A Hierarchy of Unhealthy Food Promotion Effects: Identifying Methodological Approaches and Knowledge Gaps.

Auteur(s) :
Chapman K., Baur LA., King L., Kelly B., Bauman AE., Boyland EJ.
Date :
Fév, 2015
Source(s) :
American journal of public health. # p
Adresse :
Bridget Kelly is with the Early Start Research Institute, School of Health and Society, University of Wollongong, Wollongong, Australia. Lesley King, Adrian E. Bauman, and Louise A. Baur are with the Prevention Research Collaboration, School of Public Health, University of Sydney, Sydney, Australia. Kathy Chapman is with the Cancer Council NSW, Sydney. Emma Boyland is with the Department of Psychological Sciences, University of Liverpool, Liverpool, England.

Sommaire de l'article

We assessed the evidence for a conceptual "hierarchy of effects" of marketing, to guide understanding of the relationship between children's exposure to unhealthy food marketing and poor diets and overweight, and drive the research agenda.
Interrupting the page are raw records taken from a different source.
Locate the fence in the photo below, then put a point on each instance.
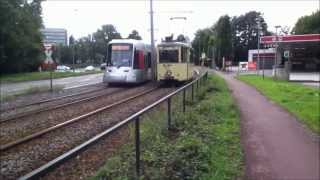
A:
(195, 84)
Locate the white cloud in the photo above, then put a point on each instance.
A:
(84, 17)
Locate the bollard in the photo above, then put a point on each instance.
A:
(192, 95)
(137, 147)
(184, 100)
(169, 113)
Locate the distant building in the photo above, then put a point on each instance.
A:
(266, 57)
(55, 36)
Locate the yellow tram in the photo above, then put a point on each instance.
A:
(174, 61)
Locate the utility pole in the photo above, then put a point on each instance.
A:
(258, 67)
(153, 57)
(276, 54)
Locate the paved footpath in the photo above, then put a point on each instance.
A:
(275, 144)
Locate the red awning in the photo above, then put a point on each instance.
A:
(290, 38)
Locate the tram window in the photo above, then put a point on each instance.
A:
(184, 54)
(136, 60)
(166, 56)
(149, 59)
(120, 55)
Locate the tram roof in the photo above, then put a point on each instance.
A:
(166, 44)
(129, 41)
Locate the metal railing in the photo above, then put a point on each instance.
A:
(37, 173)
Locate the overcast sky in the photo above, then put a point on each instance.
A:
(81, 18)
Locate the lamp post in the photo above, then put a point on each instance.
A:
(276, 54)
(153, 57)
(258, 28)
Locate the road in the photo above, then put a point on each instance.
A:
(12, 88)
(276, 145)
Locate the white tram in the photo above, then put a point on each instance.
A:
(128, 61)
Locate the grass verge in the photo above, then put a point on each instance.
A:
(20, 77)
(298, 99)
(203, 143)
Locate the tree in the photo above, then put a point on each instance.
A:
(308, 24)
(20, 38)
(245, 33)
(134, 35)
(71, 40)
(223, 39)
(200, 44)
(101, 39)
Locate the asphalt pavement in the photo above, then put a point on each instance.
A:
(276, 145)
(69, 82)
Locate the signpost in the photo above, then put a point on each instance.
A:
(48, 52)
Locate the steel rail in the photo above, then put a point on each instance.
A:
(48, 100)
(28, 113)
(37, 173)
(60, 125)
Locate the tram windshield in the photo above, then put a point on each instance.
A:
(120, 55)
(168, 55)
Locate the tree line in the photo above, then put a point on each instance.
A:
(232, 37)
(91, 49)
(21, 48)
(20, 38)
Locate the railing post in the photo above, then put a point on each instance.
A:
(184, 100)
(197, 85)
(169, 113)
(137, 142)
(192, 95)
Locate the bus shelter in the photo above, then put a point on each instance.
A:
(301, 52)
(294, 53)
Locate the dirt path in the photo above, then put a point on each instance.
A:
(275, 144)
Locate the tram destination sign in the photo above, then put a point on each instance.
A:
(120, 47)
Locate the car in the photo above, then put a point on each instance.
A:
(89, 68)
(63, 68)
(103, 66)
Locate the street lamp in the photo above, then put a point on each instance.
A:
(258, 28)
(153, 57)
(276, 54)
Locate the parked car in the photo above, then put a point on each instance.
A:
(89, 68)
(63, 68)
(103, 66)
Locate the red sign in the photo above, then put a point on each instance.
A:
(252, 65)
(120, 47)
(290, 38)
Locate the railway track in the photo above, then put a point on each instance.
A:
(89, 96)
(64, 101)
(27, 145)
(73, 120)
(47, 100)
(22, 127)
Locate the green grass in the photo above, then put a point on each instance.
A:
(298, 99)
(19, 77)
(203, 143)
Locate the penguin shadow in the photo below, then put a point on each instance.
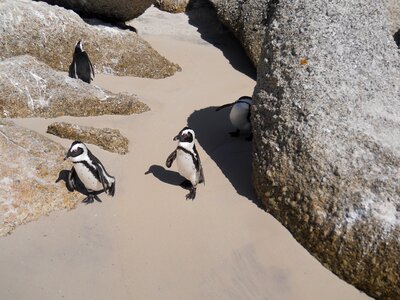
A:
(203, 16)
(233, 155)
(79, 187)
(167, 176)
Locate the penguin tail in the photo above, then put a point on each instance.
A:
(223, 106)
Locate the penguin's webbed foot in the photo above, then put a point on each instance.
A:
(186, 184)
(235, 133)
(192, 194)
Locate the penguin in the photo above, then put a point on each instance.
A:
(81, 66)
(187, 160)
(89, 171)
(240, 115)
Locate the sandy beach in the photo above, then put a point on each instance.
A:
(149, 242)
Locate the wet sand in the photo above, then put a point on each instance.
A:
(148, 242)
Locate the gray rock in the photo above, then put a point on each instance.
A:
(172, 6)
(29, 166)
(50, 33)
(106, 138)
(246, 19)
(29, 88)
(327, 136)
(121, 10)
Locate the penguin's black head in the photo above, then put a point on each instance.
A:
(186, 135)
(79, 46)
(77, 148)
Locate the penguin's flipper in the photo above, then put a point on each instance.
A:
(225, 105)
(70, 183)
(199, 167)
(107, 185)
(192, 194)
(170, 159)
(71, 70)
(91, 66)
(111, 190)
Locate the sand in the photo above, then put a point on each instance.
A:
(148, 242)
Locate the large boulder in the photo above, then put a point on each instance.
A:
(172, 6)
(30, 164)
(29, 88)
(50, 33)
(121, 10)
(326, 151)
(247, 21)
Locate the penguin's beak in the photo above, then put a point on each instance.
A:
(66, 156)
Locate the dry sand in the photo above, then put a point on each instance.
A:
(148, 242)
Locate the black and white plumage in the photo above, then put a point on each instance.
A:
(240, 115)
(187, 160)
(90, 172)
(81, 66)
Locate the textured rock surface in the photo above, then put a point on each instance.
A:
(29, 166)
(172, 6)
(29, 88)
(106, 138)
(121, 10)
(50, 33)
(246, 19)
(327, 136)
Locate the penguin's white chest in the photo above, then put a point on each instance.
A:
(186, 166)
(87, 177)
(238, 116)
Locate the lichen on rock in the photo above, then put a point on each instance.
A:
(121, 10)
(50, 33)
(106, 138)
(29, 88)
(326, 156)
(29, 167)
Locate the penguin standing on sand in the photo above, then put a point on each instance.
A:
(188, 161)
(81, 66)
(90, 172)
(240, 115)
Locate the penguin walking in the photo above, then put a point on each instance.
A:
(240, 115)
(188, 161)
(81, 66)
(90, 172)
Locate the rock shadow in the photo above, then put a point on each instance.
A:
(233, 155)
(119, 25)
(203, 16)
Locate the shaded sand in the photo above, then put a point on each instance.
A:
(148, 242)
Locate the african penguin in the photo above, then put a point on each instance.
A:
(81, 66)
(90, 171)
(187, 160)
(240, 115)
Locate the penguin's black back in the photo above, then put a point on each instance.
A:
(81, 67)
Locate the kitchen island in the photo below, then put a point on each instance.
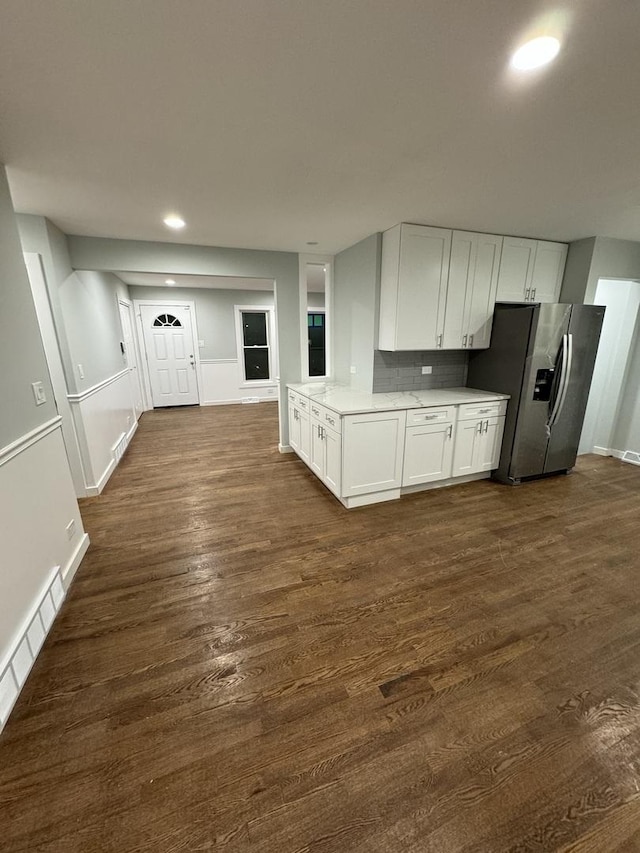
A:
(367, 448)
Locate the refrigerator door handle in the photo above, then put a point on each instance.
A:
(567, 341)
(563, 395)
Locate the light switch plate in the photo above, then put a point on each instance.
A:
(38, 393)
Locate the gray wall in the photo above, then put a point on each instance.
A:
(402, 371)
(576, 271)
(98, 253)
(214, 313)
(21, 351)
(355, 312)
(596, 258)
(91, 317)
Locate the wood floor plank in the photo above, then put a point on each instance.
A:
(243, 665)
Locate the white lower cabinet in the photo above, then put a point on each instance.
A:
(478, 442)
(325, 455)
(370, 457)
(428, 445)
(373, 452)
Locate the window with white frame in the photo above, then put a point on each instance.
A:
(254, 326)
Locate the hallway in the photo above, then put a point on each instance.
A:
(243, 665)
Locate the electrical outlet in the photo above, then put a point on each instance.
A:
(38, 393)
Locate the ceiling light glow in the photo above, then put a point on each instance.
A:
(174, 221)
(535, 53)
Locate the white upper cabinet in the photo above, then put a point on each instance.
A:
(531, 270)
(471, 293)
(414, 276)
(548, 270)
(438, 287)
(516, 269)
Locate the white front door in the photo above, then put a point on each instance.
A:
(130, 356)
(168, 340)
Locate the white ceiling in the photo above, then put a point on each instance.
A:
(221, 282)
(270, 123)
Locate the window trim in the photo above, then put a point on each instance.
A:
(269, 311)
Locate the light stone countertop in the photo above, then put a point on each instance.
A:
(349, 401)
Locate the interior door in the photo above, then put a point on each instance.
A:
(129, 355)
(424, 272)
(543, 367)
(168, 340)
(428, 453)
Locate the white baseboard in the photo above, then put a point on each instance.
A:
(68, 572)
(117, 452)
(30, 637)
(17, 665)
(238, 401)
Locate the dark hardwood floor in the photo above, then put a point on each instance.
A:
(243, 665)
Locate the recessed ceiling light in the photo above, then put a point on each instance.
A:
(534, 53)
(173, 221)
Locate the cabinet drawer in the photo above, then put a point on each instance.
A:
(415, 417)
(473, 411)
(327, 417)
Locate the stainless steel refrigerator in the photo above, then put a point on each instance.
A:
(542, 355)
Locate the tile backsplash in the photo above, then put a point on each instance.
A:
(402, 371)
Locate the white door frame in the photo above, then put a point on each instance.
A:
(160, 304)
(37, 280)
(126, 303)
(327, 262)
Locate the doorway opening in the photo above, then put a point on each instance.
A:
(612, 419)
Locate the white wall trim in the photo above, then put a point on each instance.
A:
(28, 439)
(84, 395)
(18, 661)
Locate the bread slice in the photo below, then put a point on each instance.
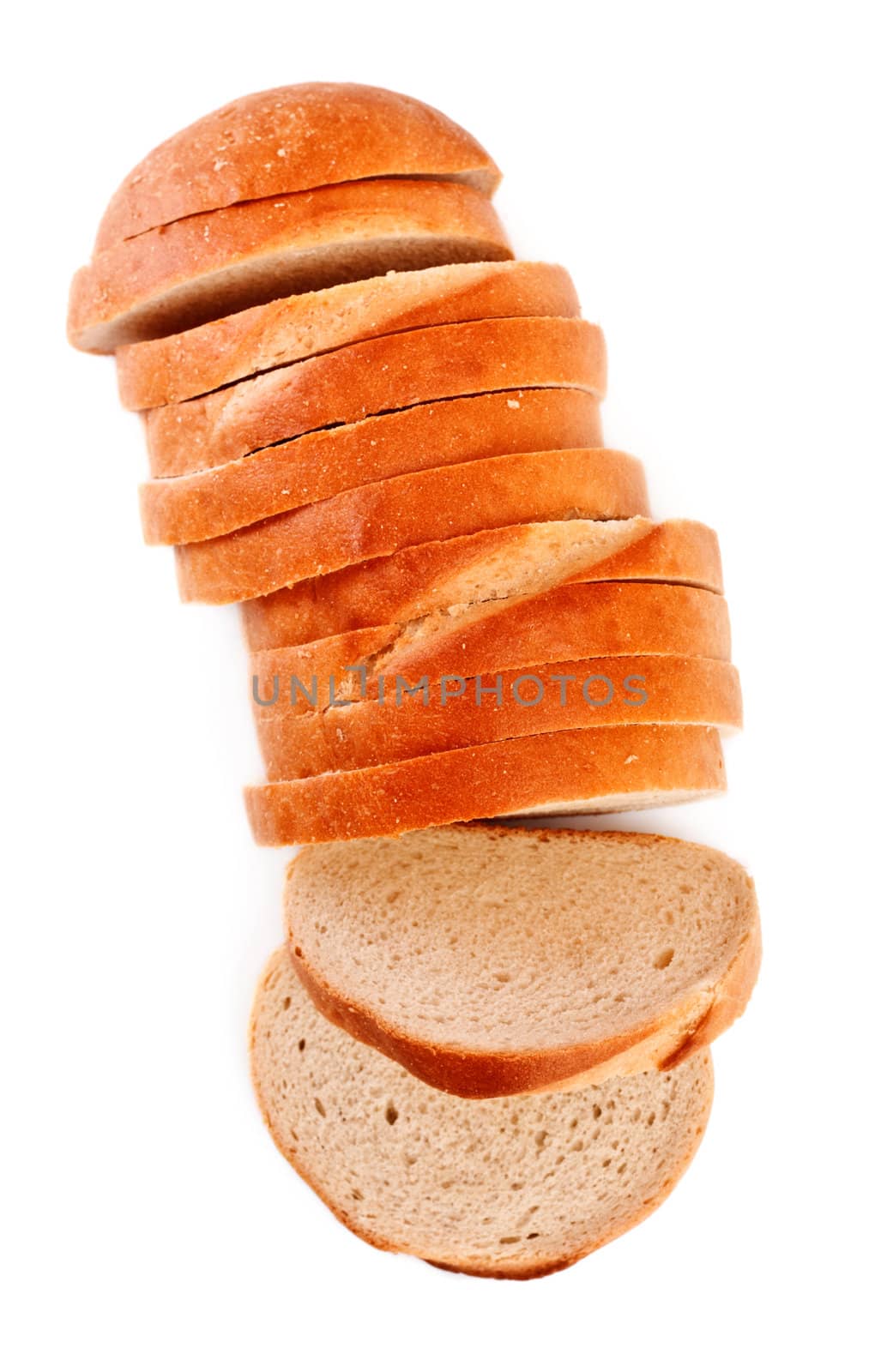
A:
(450, 713)
(496, 564)
(176, 368)
(384, 516)
(492, 962)
(214, 264)
(499, 1188)
(293, 139)
(384, 374)
(575, 772)
(567, 623)
(314, 466)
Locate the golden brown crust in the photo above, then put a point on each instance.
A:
(382, 518)
(727, 1003)
(314, 466)
(663, 1042)
(519, 1273)
(212, 265)
(624, 766)
(383, 374)
(677, 690)
(570, 622)
(407, 585)
(176, 368)
(293, 137)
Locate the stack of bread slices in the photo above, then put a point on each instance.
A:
(380, 434)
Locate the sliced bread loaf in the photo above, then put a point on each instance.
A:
(570, 622)
(294, 137)
(576, 772)
(214, 264)
(383, 374)
(412, 719)
(498, 960)
(176, 368)
(314, 466)
(501, 1188)
(496, 564)
(384, 516)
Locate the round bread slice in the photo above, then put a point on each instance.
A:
(575, 772)
(383, 374)
(564, 624)
(407, 719)
(293, 137)
(384, 516)
(176, 368)
(210, 265)
(497, 962)
(314, 466)
(499, 1188)
(496, 564)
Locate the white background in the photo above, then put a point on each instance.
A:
(718, 180)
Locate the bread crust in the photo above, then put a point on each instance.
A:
(383, 374)
(522, 1271)
(423, 580)
(314, 466)
(570, 622)
(679, 690)
(630, 766)
(382, 518)
(687, 1026)
(288, 139)
(215, 264)
(214, 354)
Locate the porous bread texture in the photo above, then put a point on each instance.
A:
(498, 960)
(288, 139)
(568, 622)
(371, 377)
(210, 265)
(384, 516)
(314, 466)
(202, 360)
(595, 693)
(501, 1188)
(575, 772)
(494, 564)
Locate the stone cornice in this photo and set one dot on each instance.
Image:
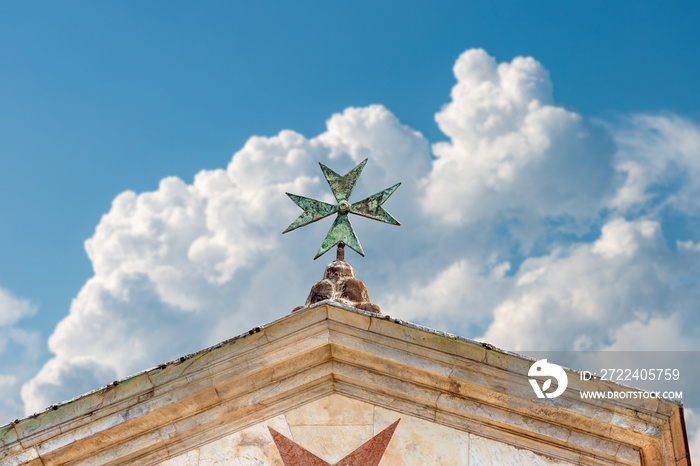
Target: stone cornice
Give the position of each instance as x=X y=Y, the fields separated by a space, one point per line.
x=328 y=348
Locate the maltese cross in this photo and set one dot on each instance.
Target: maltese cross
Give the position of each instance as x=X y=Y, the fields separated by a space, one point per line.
x=341 y=232
x=369 y=453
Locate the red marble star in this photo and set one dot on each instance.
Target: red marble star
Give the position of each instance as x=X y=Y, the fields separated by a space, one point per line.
x=369 y=453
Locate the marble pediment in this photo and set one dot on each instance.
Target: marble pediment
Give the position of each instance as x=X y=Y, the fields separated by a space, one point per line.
x=330 y=384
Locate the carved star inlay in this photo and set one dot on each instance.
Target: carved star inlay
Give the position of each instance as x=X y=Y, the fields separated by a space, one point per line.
x=369 y=453
x=342 y=231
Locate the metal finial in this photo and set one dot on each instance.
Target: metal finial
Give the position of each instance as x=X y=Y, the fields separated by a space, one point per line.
x=342 y=232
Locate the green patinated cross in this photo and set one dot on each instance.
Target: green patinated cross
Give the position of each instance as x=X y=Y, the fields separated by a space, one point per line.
x=342 y=232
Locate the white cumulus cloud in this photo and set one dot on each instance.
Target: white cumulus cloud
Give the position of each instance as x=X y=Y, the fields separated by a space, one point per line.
x=531 y=226
x=19 y=350
x=512 y=151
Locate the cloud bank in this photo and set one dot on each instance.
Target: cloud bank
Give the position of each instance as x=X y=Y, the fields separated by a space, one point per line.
x=530 y=227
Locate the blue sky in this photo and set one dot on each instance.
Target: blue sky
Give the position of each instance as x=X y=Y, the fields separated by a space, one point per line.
x=101 y=98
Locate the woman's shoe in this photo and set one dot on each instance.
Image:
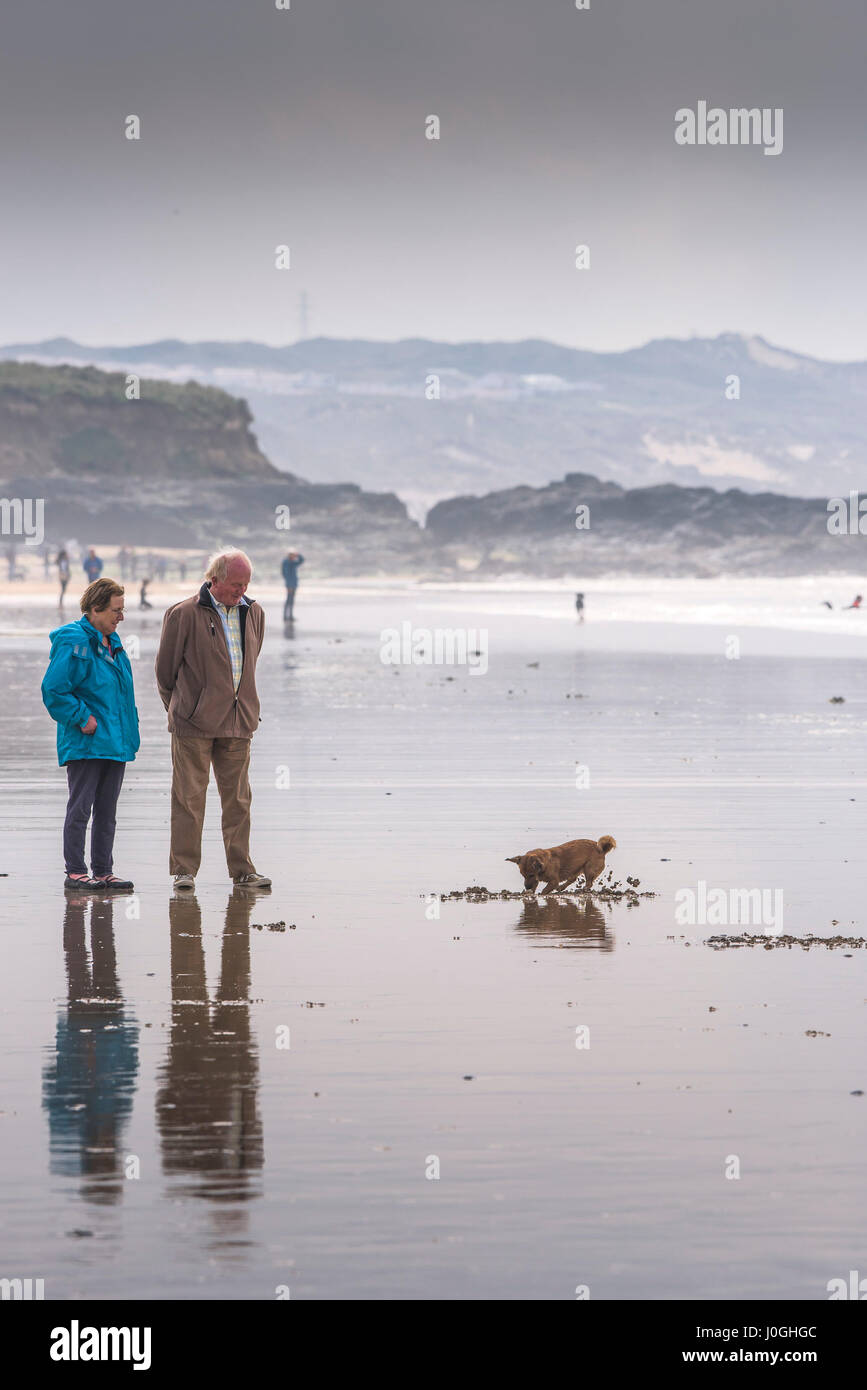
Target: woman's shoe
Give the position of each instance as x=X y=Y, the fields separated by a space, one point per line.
x=111 y=880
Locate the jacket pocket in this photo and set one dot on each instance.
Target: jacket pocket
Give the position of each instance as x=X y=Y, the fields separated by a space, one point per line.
x=191 y=717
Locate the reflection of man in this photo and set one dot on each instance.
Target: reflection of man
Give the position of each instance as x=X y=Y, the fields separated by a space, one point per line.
x=207 y=1105
x=206 y=673
x=88 y=1087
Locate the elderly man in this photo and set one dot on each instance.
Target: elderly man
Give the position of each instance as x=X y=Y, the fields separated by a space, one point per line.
x=206 y=674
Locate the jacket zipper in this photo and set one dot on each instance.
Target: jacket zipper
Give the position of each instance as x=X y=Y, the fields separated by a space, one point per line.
x=235 y=701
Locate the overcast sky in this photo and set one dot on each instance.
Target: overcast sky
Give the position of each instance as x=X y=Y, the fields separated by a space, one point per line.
x=307 y=127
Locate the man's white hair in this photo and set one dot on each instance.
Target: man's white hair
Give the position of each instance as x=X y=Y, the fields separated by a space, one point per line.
x=218 y=563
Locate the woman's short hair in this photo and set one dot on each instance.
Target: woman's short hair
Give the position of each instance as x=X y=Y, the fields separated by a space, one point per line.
x=97 y=595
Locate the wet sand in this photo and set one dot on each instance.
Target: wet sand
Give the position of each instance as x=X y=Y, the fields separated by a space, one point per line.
x=147 y=1034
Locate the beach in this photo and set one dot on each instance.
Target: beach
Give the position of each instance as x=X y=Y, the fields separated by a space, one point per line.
x=353 y=1087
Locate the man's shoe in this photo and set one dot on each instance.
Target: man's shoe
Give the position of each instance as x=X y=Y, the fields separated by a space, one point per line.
x=252 y=880
x=84 y=884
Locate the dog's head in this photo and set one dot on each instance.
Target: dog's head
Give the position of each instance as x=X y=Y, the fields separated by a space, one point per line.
x=534 y=868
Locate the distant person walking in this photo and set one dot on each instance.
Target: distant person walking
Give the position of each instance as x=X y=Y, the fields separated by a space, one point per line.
x=63 y=573
x=289 y=569
x=92 y=566
x=206 y=674
x=88 y=691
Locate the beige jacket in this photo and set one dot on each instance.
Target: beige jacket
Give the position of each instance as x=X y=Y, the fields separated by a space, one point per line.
x=195 y=670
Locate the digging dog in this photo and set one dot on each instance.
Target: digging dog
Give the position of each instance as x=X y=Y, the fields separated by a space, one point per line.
x=560 y=866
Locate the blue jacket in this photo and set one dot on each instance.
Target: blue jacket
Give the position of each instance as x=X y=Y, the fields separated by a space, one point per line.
x=291 y=569
x=84 y=680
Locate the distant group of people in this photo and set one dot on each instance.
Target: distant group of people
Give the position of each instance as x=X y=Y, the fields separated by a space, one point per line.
x=210 y=701
x=855 y=603
x=128 y=563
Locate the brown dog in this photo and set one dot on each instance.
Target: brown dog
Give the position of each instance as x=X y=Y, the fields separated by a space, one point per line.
x=560 y=866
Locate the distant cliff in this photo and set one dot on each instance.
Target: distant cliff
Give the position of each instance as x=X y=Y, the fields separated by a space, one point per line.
x=182 y=467
x=178 y=467
x=584 y=527
x=431 y=420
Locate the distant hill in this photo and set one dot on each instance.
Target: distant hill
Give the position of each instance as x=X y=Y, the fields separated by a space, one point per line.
x=181 y=467
x=178 y=467
x=530 y=412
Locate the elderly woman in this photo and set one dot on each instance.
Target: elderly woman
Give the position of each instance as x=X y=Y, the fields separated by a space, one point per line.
x=88 y=691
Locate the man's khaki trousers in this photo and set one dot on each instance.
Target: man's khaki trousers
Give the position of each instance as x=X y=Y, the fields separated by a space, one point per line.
x=192 y=759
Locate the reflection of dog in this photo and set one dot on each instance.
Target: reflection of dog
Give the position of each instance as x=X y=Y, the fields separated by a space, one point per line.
x=560 y=866
x=564 y=922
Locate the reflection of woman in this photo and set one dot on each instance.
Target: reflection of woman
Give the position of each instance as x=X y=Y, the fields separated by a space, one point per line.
x=89 y=1083
x=88 y=691
x=63 y=573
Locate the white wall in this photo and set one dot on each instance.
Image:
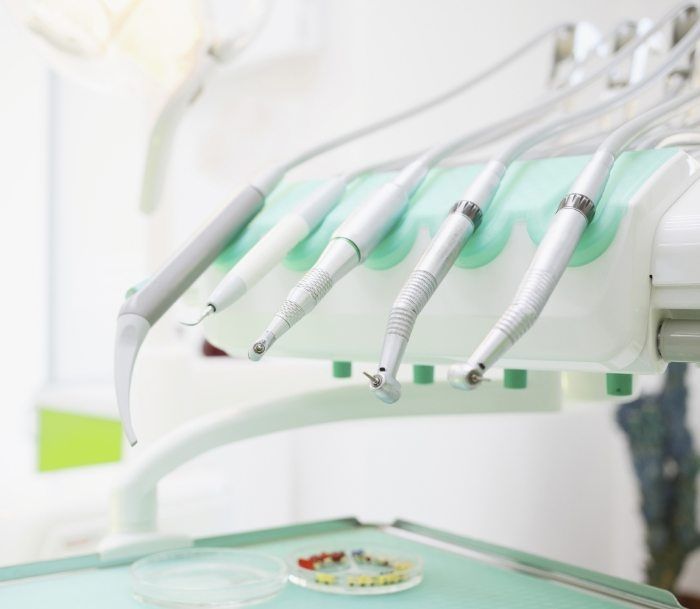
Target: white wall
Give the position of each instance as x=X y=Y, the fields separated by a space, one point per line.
x=559 y=485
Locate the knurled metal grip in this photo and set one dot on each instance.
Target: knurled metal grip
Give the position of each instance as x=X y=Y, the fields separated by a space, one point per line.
x=581 y=203
x=468 y=209
x=316 y=282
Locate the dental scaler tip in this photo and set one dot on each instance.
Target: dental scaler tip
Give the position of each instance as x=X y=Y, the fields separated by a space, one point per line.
x=211 y=309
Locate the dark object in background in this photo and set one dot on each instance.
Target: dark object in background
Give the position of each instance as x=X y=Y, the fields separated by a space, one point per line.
x=666 y=466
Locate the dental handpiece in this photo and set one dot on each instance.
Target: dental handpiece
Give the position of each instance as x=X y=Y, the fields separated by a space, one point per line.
x=274 y=245
x=145 y=308
x=574 y=214
x=463 y=219
x=344 y=252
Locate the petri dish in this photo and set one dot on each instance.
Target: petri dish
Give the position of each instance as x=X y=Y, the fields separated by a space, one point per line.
x=355 y=571
x=207 y=578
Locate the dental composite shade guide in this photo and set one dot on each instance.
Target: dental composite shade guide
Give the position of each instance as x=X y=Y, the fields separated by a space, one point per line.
x=464 y=218
x=144 y=308
x=575 y=213
x=357 y=236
We reviewed studies assessing the impact of food promotions on children from MEDLINE, Web of Science, ABI Inform, World Health Organization library database, and The Gray Literature Report. We included articles published in English from 2009 to 2013, with earlier articles from a 2009 systematic review. We grouped articles by outcome of exposure and assessed outcomes within a framework depicting a hierarchy of effects of marketing exposures. Evidence supports a logical sequence of effects linking food promotions to individual-level weight outcomes. Future studies should demonstrate the sustained effects of marketing exposure, and exploit variations in exposures to assess differences in outcomes longitudinally.